"The author leaves Laputa; is conveyed to Balnibarbi; arrives at the metropolis. A description of the metropolis, and the country adjoining. The author hospitably received by a great lord. His conversation with that lord."
Gulliver feels disrespected, because no one wants to talk about anything but math or music, and he can't compete with the Laputians in either field.
Also, he has become totally sick of the Laputians themselves and their dull conversation.
There is a lord in Laputa who has done many great things for the state, but he gets no respect, because he has no ear for music and no talent for math.
He and Gulliver bond, because they can talk sensibly to each other.
Gulliver asks this lord (Lord Munodi) to request to the King that Gulliver be let down in Lagado, the capital city.
The King agrees, and sends him down to the continent of Balnibarbi with Lord Munodi and some money.
Gulliver is relieved to be on firm ground again.
He is disappointed at the sight of Lagado, though: all of the people working there look hungry and unhappy.

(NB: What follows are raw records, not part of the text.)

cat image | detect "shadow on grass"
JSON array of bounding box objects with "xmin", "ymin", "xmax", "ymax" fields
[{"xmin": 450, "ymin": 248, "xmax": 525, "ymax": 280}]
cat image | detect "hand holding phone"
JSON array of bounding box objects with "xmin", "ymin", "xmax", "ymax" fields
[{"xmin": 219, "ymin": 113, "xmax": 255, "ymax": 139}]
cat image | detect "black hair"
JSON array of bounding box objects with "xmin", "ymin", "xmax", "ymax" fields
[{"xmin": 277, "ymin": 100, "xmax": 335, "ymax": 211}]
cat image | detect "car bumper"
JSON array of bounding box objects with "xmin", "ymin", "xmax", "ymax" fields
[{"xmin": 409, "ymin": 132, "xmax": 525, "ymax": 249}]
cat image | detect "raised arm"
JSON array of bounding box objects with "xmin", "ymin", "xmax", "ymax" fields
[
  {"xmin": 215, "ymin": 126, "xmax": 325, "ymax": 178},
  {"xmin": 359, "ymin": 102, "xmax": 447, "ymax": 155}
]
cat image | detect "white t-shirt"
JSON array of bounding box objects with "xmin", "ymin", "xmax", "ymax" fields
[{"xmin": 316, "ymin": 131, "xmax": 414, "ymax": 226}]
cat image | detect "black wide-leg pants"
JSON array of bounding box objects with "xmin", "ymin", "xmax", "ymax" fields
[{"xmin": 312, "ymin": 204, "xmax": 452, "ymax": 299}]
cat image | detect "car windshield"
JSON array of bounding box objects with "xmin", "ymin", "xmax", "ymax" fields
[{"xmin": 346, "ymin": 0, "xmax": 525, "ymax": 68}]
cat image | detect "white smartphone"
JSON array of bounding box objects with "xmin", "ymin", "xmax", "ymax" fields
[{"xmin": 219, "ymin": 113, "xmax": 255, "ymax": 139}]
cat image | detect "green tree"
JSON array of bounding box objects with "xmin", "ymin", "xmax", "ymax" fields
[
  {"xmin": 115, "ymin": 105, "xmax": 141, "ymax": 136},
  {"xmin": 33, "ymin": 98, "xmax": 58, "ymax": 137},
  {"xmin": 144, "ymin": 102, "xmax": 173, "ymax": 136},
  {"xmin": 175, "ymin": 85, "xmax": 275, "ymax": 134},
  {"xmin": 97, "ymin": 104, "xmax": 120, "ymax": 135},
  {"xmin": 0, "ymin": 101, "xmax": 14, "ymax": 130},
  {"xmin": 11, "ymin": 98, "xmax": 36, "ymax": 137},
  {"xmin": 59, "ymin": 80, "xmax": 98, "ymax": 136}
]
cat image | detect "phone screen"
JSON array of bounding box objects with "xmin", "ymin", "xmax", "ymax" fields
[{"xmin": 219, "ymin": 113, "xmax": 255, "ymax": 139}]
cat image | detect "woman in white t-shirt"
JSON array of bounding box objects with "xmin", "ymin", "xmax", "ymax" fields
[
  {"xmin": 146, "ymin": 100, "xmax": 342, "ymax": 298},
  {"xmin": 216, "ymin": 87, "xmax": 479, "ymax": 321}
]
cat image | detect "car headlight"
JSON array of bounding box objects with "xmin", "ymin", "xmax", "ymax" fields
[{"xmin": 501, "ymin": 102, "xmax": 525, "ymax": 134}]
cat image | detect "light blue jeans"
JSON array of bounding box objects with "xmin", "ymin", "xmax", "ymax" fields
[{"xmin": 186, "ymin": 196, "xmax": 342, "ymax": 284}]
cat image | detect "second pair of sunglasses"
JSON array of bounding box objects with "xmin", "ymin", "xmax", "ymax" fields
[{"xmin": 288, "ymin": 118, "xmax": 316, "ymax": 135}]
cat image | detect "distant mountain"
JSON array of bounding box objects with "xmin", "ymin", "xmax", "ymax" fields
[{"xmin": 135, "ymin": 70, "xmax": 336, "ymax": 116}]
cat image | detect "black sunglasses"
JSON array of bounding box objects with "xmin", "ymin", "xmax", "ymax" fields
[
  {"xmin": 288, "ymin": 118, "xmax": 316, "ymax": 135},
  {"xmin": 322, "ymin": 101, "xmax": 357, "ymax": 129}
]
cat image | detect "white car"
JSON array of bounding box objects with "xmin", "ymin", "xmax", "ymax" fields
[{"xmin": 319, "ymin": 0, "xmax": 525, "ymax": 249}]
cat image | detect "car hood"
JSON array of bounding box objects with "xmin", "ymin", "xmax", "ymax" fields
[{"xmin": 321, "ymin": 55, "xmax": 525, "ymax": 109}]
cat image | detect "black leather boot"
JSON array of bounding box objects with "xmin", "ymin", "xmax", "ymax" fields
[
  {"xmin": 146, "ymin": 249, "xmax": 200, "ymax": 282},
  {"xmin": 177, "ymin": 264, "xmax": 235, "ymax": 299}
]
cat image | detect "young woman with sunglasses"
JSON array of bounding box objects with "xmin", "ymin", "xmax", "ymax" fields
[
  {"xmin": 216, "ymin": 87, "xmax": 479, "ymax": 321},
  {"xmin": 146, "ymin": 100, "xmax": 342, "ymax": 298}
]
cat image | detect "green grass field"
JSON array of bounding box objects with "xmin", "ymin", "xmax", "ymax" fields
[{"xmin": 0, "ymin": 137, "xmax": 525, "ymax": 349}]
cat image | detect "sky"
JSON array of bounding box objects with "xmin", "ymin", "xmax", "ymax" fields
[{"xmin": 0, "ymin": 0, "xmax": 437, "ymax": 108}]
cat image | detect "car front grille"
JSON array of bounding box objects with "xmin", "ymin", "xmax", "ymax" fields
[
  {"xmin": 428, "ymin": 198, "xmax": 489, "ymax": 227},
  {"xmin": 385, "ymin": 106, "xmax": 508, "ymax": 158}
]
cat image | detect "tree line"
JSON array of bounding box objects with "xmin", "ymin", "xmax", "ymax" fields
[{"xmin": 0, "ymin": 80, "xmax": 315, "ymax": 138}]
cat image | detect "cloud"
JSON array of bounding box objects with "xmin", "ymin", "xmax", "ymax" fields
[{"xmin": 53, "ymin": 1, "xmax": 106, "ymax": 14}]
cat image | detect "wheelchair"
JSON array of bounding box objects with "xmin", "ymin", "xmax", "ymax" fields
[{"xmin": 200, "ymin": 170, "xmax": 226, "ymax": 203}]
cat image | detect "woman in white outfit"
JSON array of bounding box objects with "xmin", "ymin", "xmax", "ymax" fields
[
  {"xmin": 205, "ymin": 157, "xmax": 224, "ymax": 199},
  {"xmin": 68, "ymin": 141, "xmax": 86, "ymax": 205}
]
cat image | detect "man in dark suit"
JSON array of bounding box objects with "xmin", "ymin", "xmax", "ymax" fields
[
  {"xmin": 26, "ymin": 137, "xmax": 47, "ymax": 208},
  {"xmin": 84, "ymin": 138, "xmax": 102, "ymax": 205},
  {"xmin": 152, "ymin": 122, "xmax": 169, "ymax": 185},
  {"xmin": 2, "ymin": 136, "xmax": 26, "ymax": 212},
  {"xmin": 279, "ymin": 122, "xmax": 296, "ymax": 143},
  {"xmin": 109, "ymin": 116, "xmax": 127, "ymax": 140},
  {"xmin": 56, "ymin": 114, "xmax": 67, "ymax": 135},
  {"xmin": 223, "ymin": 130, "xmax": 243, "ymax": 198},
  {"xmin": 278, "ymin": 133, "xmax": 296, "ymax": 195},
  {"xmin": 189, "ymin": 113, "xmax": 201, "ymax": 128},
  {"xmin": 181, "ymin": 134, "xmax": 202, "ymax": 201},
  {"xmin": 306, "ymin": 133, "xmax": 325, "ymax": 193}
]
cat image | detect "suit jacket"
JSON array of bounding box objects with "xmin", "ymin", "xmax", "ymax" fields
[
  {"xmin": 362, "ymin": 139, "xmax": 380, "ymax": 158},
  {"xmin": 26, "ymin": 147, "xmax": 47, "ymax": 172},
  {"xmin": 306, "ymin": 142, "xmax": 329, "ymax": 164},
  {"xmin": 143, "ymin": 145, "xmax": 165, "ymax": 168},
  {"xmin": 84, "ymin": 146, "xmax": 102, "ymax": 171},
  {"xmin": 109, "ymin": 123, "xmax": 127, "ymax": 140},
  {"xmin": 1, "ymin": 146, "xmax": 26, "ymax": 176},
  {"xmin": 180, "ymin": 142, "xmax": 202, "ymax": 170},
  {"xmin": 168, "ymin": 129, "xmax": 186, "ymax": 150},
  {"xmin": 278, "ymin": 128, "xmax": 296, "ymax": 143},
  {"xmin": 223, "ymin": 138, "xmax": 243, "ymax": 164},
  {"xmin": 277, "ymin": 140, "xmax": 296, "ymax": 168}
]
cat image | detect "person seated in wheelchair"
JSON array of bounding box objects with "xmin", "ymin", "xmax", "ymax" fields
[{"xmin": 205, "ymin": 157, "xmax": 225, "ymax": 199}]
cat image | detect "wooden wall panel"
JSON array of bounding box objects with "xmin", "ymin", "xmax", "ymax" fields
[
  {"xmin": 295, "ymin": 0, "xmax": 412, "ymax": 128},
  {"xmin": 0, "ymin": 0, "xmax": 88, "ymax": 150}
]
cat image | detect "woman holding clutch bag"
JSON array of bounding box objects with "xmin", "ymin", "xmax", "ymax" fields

Gulliver expresses his opinions of the poverty of Lagado to Lord Munodi, who suggests that they keep this conversation for a later time, when they are safely at Lord Munodi's own estates.
Lord Munodi's estates are beautiful, well-cultivated, and seem prosperous – totally the opposite of the other Balnibarbi lands.
Lord Munodi tells Gulliver that his estates (which look so great to Gulliver) bring frequent criticisms from other Laputians for mismanagement – he has left his orchards, fields, and home in the old model of his forefathers, while the rest of Balnibarbi has gone over to new ideas of farming.
The problem is, about 40 years before, some people from Balnibarbi went up to Laputa and came back filled with ideas for reform of everything – arts, science, all of it.
These guys found an academy in Lagado, filled with professors who promise all kinds of miracles – auto-ripening fruit, reduction of working hours, etc., etc.
Their plans have become total fads in all of the cities in the kingdom, but the problem is – all their calculations don't actually work.
So, these impractical men (Swift calls them "Projectors" (3.4.15)) have completely ruined the buildings and farmland of Balnibarbi with their farfetched ideas and equations.
Lord Munodi promises to get Gulliver an invitation to Lagado's Royal Academy if he wants it, which Gulliver does.